- Election laws amendments
In Kenya, the election mood is rife. The Christmas holiday period was awash with debates on amendments to the Elections Act, 2011 and the special house sessions in Parliament. The issue being a proposed amendment to Section 44 of the election law to allow for manual back-up. The interesting part will be the legal implications of the entire process and its contribution to jurisprudence in the event of election petitions.
- Hate speech online
Speaking of politics, online hate in Kenya tends to be ethnic-political. People post all manner of stuff on social media. Just like in the US, there will be a lot of false political news which will most likely raise tensions. The challenge will be on the National Cohesion and Integration Commission (NCIC) to apprehend and ensure prosecution of all those who will engage in hate speech online. Past incidences have shown that apprehending anonymous perpetrators has not been a difficult thing for security officers.
- Internet shutdown
Looking back at the 2007/08 post-election violence and how hate speech fanned the flames of conflict, there is a general fear of an internet shut down during the election period. During the special Parliamentary sessions in December, the phone signals were jammed and the internet was shut around that area. That sent a strong signal that this year, the government may not shy away from shutting down the internet especially during the elections period. African states like Uganda and Ethiopia have been quick to shut down the internet. The overall effect of these steps are yet to be quantified and be known.

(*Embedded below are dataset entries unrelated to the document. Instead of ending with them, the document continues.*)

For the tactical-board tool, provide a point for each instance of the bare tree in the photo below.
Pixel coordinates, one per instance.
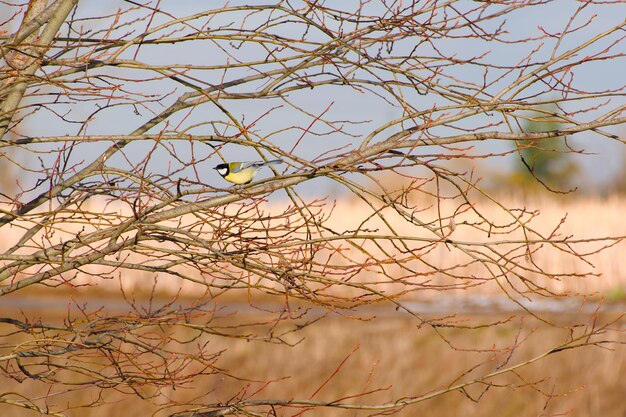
(114, 115)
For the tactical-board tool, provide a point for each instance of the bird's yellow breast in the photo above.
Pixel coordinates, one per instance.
(241, 177)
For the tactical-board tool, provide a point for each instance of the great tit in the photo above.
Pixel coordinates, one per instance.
(242, 172)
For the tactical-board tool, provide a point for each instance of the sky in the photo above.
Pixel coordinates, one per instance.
(604, 162)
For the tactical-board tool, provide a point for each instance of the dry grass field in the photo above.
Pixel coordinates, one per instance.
(390, 357)
(581, 218)
(385, 359)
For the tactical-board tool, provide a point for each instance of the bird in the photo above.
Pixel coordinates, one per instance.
(241, 173)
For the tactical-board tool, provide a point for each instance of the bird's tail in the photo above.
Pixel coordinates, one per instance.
(272, 162)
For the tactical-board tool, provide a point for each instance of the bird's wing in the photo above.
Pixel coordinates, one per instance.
(255, 164)
(248, 164)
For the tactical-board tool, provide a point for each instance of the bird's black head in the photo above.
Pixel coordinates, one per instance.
(222, 169)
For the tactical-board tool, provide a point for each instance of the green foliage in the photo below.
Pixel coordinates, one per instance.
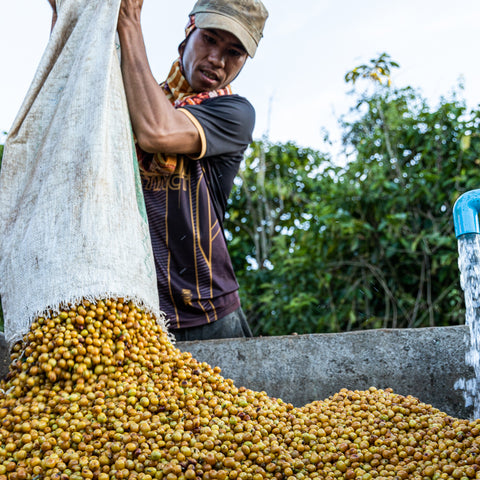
(1, 311)
(323, 248)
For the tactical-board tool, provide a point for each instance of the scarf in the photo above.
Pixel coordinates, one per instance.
(179, 93)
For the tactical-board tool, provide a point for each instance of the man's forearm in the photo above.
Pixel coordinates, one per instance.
(157, 125)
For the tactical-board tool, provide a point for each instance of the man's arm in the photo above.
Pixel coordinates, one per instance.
(157, 125)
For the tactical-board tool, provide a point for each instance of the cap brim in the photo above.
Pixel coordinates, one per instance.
(222, 22)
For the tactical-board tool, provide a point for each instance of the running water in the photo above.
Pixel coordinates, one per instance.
(469, 265)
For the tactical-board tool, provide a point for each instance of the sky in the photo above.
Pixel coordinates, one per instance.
(296, 80)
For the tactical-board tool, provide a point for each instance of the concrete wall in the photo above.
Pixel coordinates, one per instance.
(424, 363)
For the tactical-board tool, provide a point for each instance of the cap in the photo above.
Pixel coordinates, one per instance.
(243, 18)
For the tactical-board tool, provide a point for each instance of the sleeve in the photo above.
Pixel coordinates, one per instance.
(225, 124)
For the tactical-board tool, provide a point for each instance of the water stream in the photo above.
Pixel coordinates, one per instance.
(469, 265)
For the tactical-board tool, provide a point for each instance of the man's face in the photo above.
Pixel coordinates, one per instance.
(211, 59)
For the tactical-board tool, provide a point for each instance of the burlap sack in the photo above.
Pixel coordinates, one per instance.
(72, 217)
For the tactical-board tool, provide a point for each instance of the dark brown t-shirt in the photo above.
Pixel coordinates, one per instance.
(195, 277)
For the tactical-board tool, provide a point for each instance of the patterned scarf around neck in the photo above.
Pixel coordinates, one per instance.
(179, 93)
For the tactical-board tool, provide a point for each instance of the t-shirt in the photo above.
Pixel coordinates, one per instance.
(195, 277)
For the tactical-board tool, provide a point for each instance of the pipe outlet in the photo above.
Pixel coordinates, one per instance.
(465, 213)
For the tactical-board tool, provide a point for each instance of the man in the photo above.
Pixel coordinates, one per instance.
(191, 134)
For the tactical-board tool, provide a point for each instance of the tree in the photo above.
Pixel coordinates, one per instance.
(368, 245)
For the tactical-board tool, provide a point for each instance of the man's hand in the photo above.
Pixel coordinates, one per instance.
(130, 11)
(54, 12)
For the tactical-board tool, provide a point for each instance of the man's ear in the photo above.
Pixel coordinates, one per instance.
(181, 48)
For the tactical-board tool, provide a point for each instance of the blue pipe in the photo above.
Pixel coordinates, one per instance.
(465, 213)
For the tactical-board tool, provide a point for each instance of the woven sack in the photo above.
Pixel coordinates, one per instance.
(72, 218)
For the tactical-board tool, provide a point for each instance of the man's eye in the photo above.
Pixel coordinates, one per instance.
(209, 39)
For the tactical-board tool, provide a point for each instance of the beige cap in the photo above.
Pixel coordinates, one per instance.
(243, 18)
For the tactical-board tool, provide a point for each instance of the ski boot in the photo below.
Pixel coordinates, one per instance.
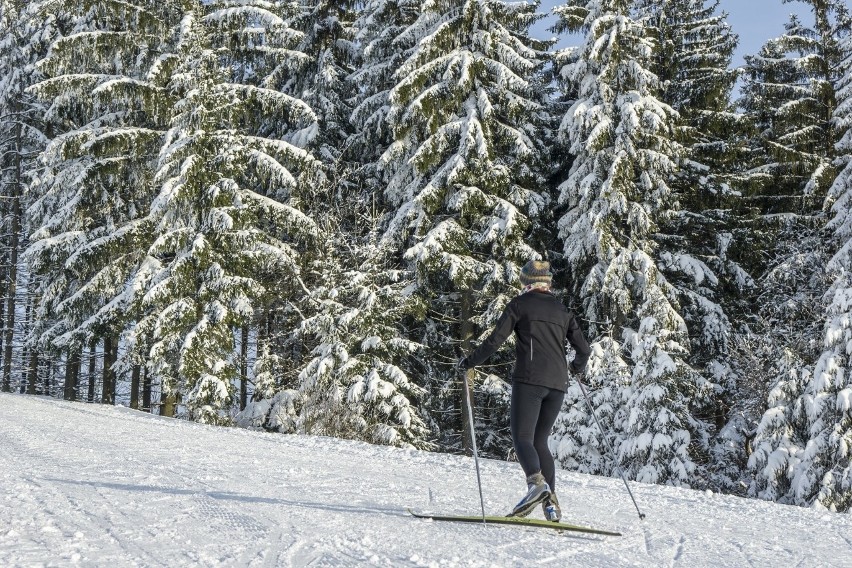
(551, 509)
(537, 491)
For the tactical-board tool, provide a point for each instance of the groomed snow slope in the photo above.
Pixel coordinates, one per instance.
(107, 486)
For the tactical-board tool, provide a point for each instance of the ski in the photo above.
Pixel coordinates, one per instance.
(517, 521)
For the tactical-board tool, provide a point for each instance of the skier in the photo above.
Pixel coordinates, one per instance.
(541, 324)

- Electronic filing of suits
Other than politics, Chief Justice Maraga mentioned in one of his first speeches after being sworn in that filing of law suits will soon be digital. This will be interesting development as it follows the WhatsApp serving of Cyprian Nyakundi by National Bank of Kenya. The plaintiff was unable to locate the reknown blogger and the High Court granted leave for substituted service of the sermons to enter appearance by way of email, newspaper advertisement and WhatsApp.
- Blogs vs Mainstream media
Technological disruption is also affecting the media business. With blogs popping up everywhere, the risk of fake news is real as observed during the recent US elections. Many fake stories on Donald Trump were all over the internet, written by individuals who were simply after advertisement money. The issue of click baiting false stories has put social media giant on the spotlight and it has reacted by changing it policy on article links shared on the platform.
Going into an election, many fake stories will surface and it is up to the readers to check its credibility. The Constitution of Kenya in Article 34 provides for the freedom of the media but subject to the conditions that limit freedom of expression. While the media is under the Media Council of Kenya, blogs do not fall under this ambit. Thus making it a tall order when it comes to enforcement of credibility in their news.